W08 Enrichment - Climate Connections

A prolonged dry period, storms, heat waves, rising sea levels, melting glaciers, deforestation, burning fossil fuels, and warming oceans can directly harm the environment for animals and plants. The UN refers to Climate change as “long-term shifts in temperatures and weather patterns.” These shifts may be natural, but since the 1800s, human activities have been the main driver of climate change, primarily due to the burning of fossil fuels (like coal, oil, and gas), which produces heat-trapping gases.
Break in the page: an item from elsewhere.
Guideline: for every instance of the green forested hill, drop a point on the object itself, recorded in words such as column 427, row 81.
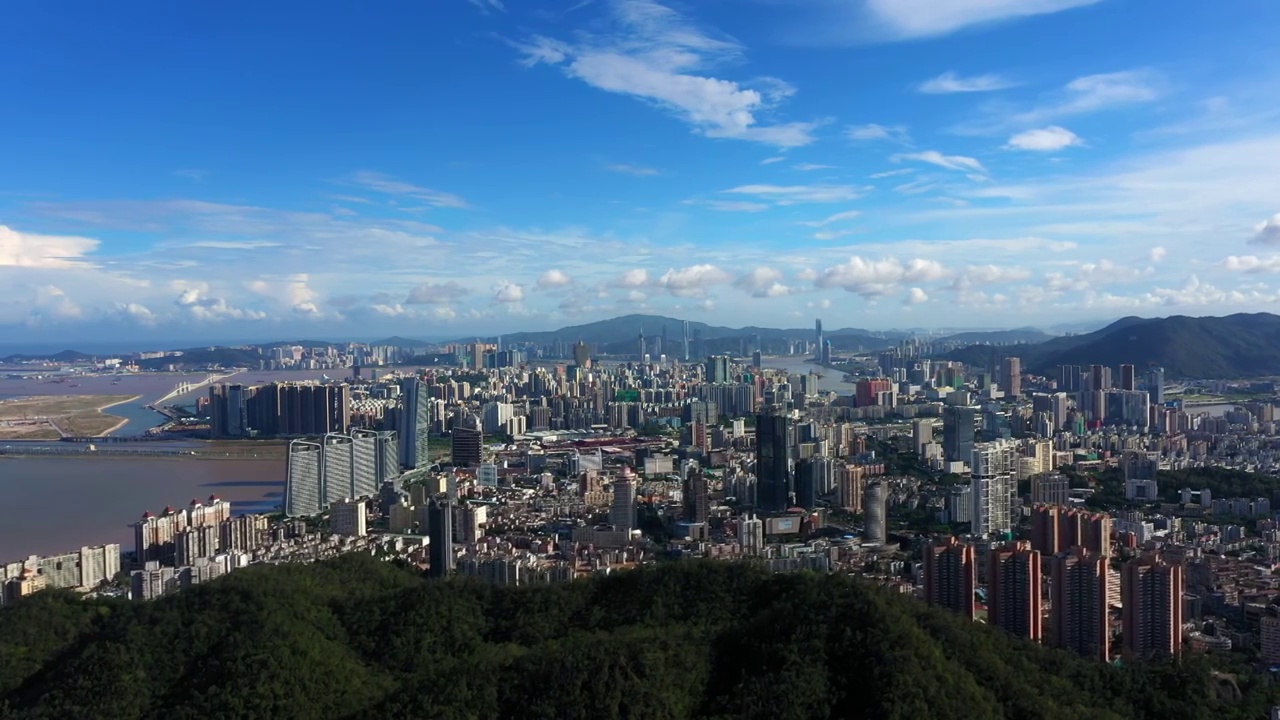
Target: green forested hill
column 359, row 638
For millions of years or even recently, some species went extinct due to Climate change. For example, out of the two types of trilobites, only the Benthic survived the Ordovician’s mass extinction probably due to their organism’s type and the environment while the Planktonic went extinct. Another example is the Golden toad – a type of frog discovered in the mid-1960 and went extinct in 2004 due to a possible Climate Change. Just like these two examples, Dunkleosteus (more than 300 million years ago) and Pseudosuchians (65 million years ago) went extinct due to the change in the environment. In North and South America, horses disappeared 10,000 years ago due to either human overkill, comet impact, or rapid events on the land.

The current rate of species loss is probably a thousand times what the normal rate is. The variety of species has been declining at an alarming rate due to human activities, such as land-use changes, pollution, and climate change. When a species (prey) go extinct, there is a risk of food chain supply for another species. Animals that ate the newly-extinct species will face a situation to find new sources of food or die of starvation. On the other side, if a predator goes extinct, its prey's population can reproduce rapidly thus unbalancing the local ecosystems.

Scientists have projected that if we don’t pay attention to our current greenhouse gas emissions, over one-third of our planet’s animal and plant species will be extinct by 2050. Global warming is projected to commit over one-third of the Earth's animal and plant species to extinction by 2050 if current greenhouse gas emissions trajectories continue.